In the introduction of her brilliant book “The Canon: A Whirligig Tour of the Beautiful Basics of Science,” New York Times science writer Natalie Angier cites a 2005 survey of high-school-aged students in Britain to show how hard it is to get people interested in science.

Among the 950 students surveyed, 51 percent said science was “boring,” “confusing” or “difficult,” according to Angier’s reporting on the survey. Only 7 percent considered people working in science to be “cool.”

Well, I guess everyone is entitled to their opinion. But I can guarantee you that anyone who calls scientists uncool hasn’t met Maurizio Seracini, a University of California, San Diego scientist who uses lasers and ultrasound technology to uncover lost art masterpieces. And they haven’t visited UCSD’s Brain Observatory, where Jacopo Annese is building a one-of-a-kind library of human brains.
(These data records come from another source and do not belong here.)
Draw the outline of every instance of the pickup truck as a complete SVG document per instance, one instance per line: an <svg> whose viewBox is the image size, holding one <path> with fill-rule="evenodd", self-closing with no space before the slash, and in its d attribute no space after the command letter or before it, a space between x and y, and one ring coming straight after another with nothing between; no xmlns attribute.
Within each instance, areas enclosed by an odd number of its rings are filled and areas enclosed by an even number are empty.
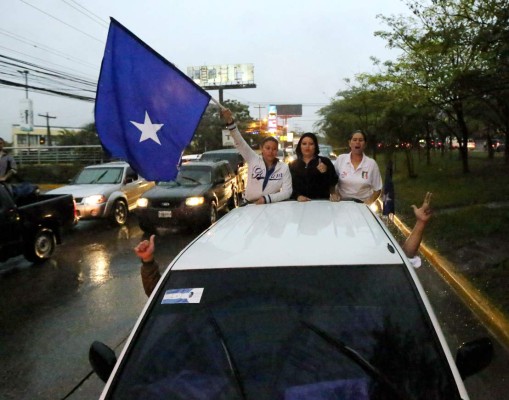
<svg viewBox="0 0 509 400"><path fill-rule="evenodd" d="M247 164L237 149L219 149L210 150L203 153L200 161L220 161L226 160L235 172L236 190L239 201L242 200L242 194L246 190L247 184Z"/></svg>
<svg viewBox="0 0 509 400"><path fill-rule="evenodd" d="M89 165L70 185L50 190L50 194L71 194L76 200L80 220L107 219L113 225L124 225L139 197L155 182L146 181L128 163L114 161Z"/></svg>
<svg viewBox="0 0 509 400"><path fill-rule="evenodd" d="M62 242L62 230L75 223L70 195L39 194L15 197L13 188L0 182L0 261L23 254L42 263Z"/></svg>

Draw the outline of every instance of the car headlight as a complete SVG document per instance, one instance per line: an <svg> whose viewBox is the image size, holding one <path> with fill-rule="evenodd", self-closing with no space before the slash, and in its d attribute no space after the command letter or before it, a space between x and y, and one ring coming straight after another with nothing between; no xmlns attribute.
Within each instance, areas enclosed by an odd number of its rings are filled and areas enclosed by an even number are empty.
<svg viewBox="0 0 509 400"><path fill-rule="evenodd" d="M198 196L198 197L188 197L186 199L186 206L194 207L202 205L205 202L205 197Z"/></svg>
<svg viewBox="0 0 509 400"><path fill-rule="evenodd" d="M102 204L106 203L106 197L104 197L102 194L95 194L93 196L87 196L83 198L83 204Z"/></svg>
<svg viewBox="0 0 509 400"><path fill-rule="evenodd" d="M148 207L148 199L145 197L140 197L138 200L136 200L136 206L141 208Z"/></svg>

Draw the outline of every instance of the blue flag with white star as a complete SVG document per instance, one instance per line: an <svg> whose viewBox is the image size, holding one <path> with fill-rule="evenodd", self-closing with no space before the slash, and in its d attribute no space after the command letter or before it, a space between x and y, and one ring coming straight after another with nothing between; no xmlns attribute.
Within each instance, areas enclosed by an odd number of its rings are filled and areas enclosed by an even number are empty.
<svg viewBox="0 0 509 400"><path fill-rule="evenodd" d="M392 162L389 161L385 170L385 180L383 187L383 210L382 215L394 214L394 183L392 182Z"/></svg>
<svg viewBox="0 0 509 400"><path fill-rule="evenodd" d="M111 18L97 85L103 147L148 180L177 176L210 95Z"/></svg>

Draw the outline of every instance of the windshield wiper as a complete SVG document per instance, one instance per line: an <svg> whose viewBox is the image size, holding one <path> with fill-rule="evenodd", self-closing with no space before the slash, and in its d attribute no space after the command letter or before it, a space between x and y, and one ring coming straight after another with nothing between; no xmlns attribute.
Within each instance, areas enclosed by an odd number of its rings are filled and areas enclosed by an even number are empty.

Nor have they had the pleasure of chatting with any number of movers and shakers in San Diego’s high tech and biotech communities — people who through their research and entrepreneurialism are leading the charge for cures to deadly diseases and an array of technological breakthroughs.
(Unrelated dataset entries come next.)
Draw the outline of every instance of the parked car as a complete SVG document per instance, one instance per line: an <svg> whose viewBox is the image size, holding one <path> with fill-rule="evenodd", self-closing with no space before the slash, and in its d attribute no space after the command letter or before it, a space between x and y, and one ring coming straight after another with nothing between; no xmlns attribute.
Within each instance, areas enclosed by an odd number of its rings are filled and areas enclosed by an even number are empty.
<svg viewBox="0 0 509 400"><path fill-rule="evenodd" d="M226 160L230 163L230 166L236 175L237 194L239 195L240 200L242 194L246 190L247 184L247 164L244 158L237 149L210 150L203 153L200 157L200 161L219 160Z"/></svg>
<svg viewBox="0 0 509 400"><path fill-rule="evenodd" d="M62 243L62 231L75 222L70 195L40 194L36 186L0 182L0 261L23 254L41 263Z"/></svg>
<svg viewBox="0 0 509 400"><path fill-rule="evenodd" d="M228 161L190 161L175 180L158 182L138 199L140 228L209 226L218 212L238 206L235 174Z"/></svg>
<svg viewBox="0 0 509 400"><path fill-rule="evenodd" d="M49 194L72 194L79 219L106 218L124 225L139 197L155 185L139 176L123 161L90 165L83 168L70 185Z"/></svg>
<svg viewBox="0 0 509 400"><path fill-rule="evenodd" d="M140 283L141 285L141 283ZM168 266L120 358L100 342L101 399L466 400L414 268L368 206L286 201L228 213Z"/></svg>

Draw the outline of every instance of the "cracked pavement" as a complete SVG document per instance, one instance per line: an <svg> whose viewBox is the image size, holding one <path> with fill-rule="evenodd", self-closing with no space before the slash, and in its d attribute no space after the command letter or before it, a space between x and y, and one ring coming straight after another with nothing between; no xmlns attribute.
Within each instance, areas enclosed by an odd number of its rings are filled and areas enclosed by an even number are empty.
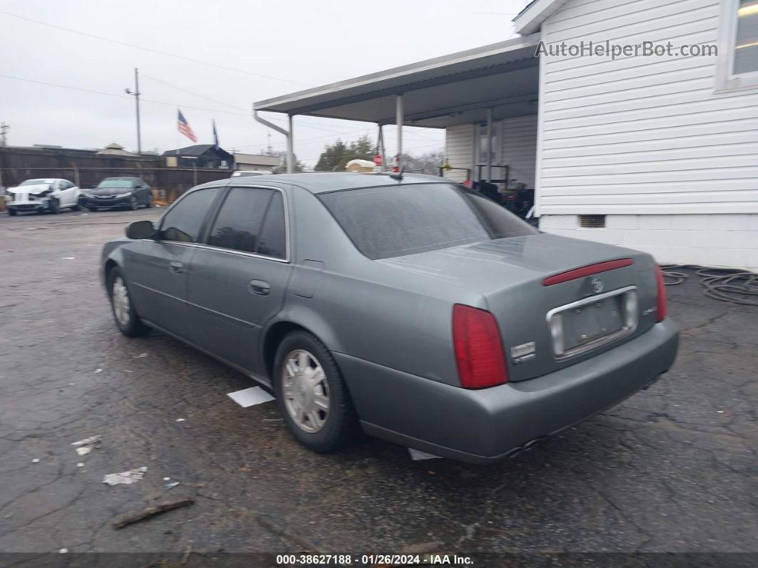
<svg viewBox="0 0 758 568"><path fill-rule="evenodd" d="M412 461L373 438L318 455L273 403L226 396L251 386L240 373L117 332L101 246L162 211L0 218L0 551L758 551L758 309L703 297L694 276L668 287L675 367L495 466ZM102 483L141 466L137 483Z"/></svg>

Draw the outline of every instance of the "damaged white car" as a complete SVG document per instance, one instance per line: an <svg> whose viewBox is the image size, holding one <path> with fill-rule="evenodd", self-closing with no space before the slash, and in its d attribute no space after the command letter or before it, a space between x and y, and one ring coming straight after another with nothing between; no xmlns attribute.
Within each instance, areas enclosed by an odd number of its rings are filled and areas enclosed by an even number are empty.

When you visit The Venture, you will get to know these people and get a sense of the roles they are playing in shaping the economic and political future of San Diego. And you will be invited to help drive the discussion of what should be covered, and uncovered, in the world of science and technology in San Diego.

And I promise that anyone — even a British teenager — who chooses to make The Venture a part of their daily routine, will find it “exciting,” “clear” and “easy to get involved in.” And they will gain so much new knowledge about science, that they will feel really “cool.”